Ist Surfen jetzt der gleichberechtigste Profisport?

Ab 2019 surfen die Frauen bei Bewerben der World Surf League um gleich hohe Preisgelder wie die Männer. In der (amerikanischen) Sportwelt ist das ein Meilenstein.

Ob Badeanzug oder Boardshort - am Surfboard sind nun alle gleich viel wert. Bei Bewerben, die die World Surf League (WSL) ausrichtet, erhalten Surferinnen ab der Saison 2019 gleich hohe Preisgelder wie ihre männlichen Kollegen. Die WSL ist damit die erste Sportliga aus den USA und eine der wenigen Ligen weltweit, die eine Gleichstellung in den Preisgeldern forciert. Bereits in den vergangenen Jahren hat die WSL unter neuer Führung einige Maßnahmen gesetzt, um die Benachteiligung der Athletinnen gegenüber der Männer auszugleichen. Die Frauen surfen inzwischen die gleichen Wellen wie Männer, die Tour-Events wurden an bessere Locations verlegt und die Ausgaben für die Frauen generell erhöht. Die Anpassung der Preisgelder sei "ein riesiger Schritt in unserer langfristigen Strategie, Frauen-Surfen auf eine höhere Ebene zu stellen", so WSL CEO Sophie Goldschmidtin einer Aussendung.
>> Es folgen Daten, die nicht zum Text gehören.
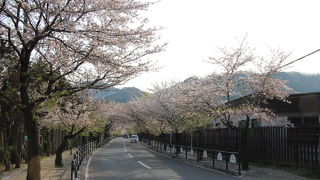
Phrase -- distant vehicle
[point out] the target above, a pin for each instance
(134, 138)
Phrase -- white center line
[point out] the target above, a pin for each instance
(130, 155)
(144, 165)
(86, 175)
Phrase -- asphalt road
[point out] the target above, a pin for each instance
(122, 160)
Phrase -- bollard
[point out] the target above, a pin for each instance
(72, 170)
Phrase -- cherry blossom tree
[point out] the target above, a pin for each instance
(90, 44)
(75, 115)
(244, 94)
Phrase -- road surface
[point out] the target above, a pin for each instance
(122, 160)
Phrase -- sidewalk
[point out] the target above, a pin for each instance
(48, 171)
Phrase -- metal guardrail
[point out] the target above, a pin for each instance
(174, 150)
(80, 155)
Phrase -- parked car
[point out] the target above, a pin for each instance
(134, 138)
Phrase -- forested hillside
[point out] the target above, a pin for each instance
(300, 82)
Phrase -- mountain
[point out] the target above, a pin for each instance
(301, 82)
(123, 95)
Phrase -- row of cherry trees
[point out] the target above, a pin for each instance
(195, 102)
(55, 49)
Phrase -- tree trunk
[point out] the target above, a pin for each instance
(33, 151)
(61, 148)
(17, 149)
(59, 151)
(244, 145)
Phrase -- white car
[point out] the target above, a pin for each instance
(134, 138)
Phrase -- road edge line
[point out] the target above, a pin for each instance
(190, 163)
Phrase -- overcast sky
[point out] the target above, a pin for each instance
(195, 29)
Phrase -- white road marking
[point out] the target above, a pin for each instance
(144, 165)
(130, 155)
(86, 175)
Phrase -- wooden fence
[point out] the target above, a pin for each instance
(280, 145)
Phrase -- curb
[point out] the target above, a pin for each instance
(188, 162)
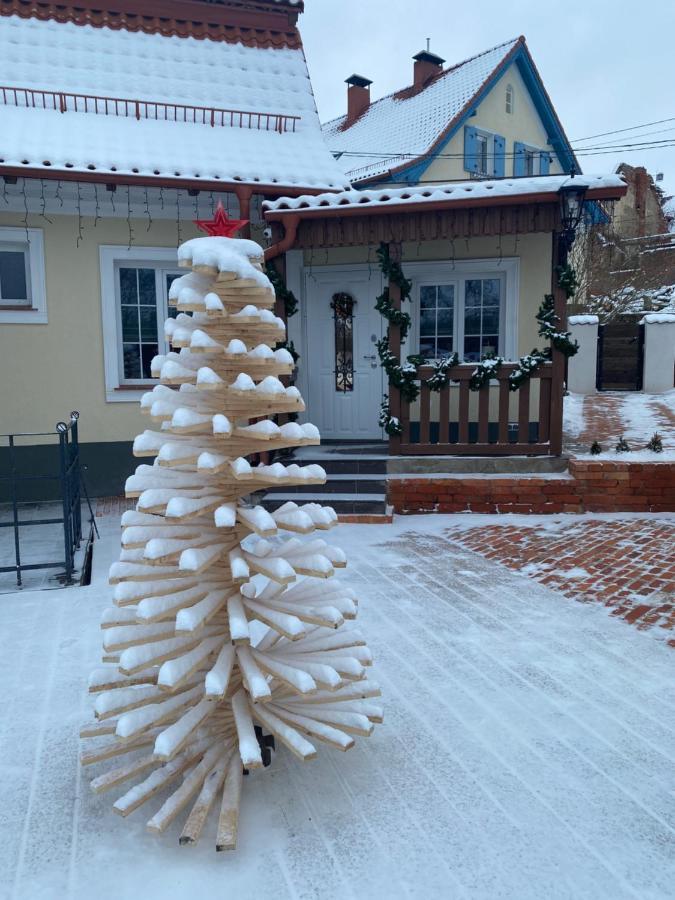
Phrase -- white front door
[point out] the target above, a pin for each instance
(343, 375)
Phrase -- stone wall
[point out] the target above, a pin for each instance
(608, 486)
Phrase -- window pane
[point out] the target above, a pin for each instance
(472, 322)
(444, 323)
(427, 297)
(446, 296)
(444, 346)
(472, 349)
(13, 275)
(427, 322)
(149, 351)
(129, 323)
(128, 291)
(491, 291)
(148, 323)
(473, 292)
(132, 361)
(491, 320)
(427, 347)
(146, 286)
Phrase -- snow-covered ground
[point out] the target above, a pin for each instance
(527, 751)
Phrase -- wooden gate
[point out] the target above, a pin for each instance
(620, 355)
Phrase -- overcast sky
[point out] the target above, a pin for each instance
(606, 65)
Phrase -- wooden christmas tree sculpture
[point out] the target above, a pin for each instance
(225, 627)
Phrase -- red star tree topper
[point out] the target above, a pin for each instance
(220, 225)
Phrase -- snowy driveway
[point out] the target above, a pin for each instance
(527, 751)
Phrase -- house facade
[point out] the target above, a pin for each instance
(119, 127)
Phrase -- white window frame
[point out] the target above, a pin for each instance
(36, 312)
(117, 388)
(507, 269)
(509, 101)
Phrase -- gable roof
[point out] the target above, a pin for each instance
(177, 116)
(406, 128)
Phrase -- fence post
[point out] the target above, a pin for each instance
(62, 430)
(582, 367)
(15, 509)
(394, 333)
(558, 258)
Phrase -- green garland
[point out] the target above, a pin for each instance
(441, 374)
(391, 424)
(547, 319)
(287, 297)
(486, 369)
(393, 272)
(405, 377)
(567, 280)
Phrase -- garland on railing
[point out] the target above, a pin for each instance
(287, 297)
(401, 375)
(391, 424)
(441, 374)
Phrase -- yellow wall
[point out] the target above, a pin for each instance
(533, 250)
(522, 125)
(48, 370)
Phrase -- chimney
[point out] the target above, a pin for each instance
(358, 97)
(427, 66)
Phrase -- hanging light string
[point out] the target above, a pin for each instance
(147, 209)
(131, 230)
(80, 235)
(43, 202)
(25, 208)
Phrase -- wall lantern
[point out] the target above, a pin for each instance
(571, 209)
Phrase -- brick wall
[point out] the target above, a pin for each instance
(591, 487)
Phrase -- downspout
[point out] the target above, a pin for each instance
(290, 233)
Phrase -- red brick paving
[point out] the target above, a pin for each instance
(626, 565)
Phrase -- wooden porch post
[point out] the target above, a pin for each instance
(558, 258)
(394, 333)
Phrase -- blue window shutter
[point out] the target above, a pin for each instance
(470, 149)
(518, 159)
(500, 148)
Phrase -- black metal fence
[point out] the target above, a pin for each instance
(68, 476)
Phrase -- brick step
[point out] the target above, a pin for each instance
(349, 503)
(339, 484)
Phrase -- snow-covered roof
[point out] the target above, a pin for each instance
(458, 192)
(156, 69)
(410, 123)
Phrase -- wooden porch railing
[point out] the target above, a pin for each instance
(493, 421)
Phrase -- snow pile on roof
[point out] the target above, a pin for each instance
(456, 191)
(410, 125)
(64, 57)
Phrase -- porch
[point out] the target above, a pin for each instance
(504, 234)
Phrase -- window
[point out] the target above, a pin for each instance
(437, 319)
(482, 317)
(22, 277)
(530, 160)
(134, 293)
(469, 306)
(484, 153)
(509, 98)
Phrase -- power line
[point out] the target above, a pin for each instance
(623, 130)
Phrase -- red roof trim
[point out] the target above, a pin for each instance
(254, 24)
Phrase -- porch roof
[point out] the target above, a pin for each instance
(455, 195)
Gerade in der oft von Sexismus geprägten Welt des Surfens ist das eine großartige Entwicklung - nicht nur des Geldes wegen. "Es ist unglaublich, ich bin begeistert. Das neue Preisgeld ist fantastisch, aber die Message bedeutet soviel mehr!", sagt die sechsfache Weltmeisterin Stephanie Gilmore in einem Statement. "Ich hoffe, dass diese Entscheidung zum Vorbild für andere Sportarten, Organisationen und die Gesellschaft als Ganzes werden kann."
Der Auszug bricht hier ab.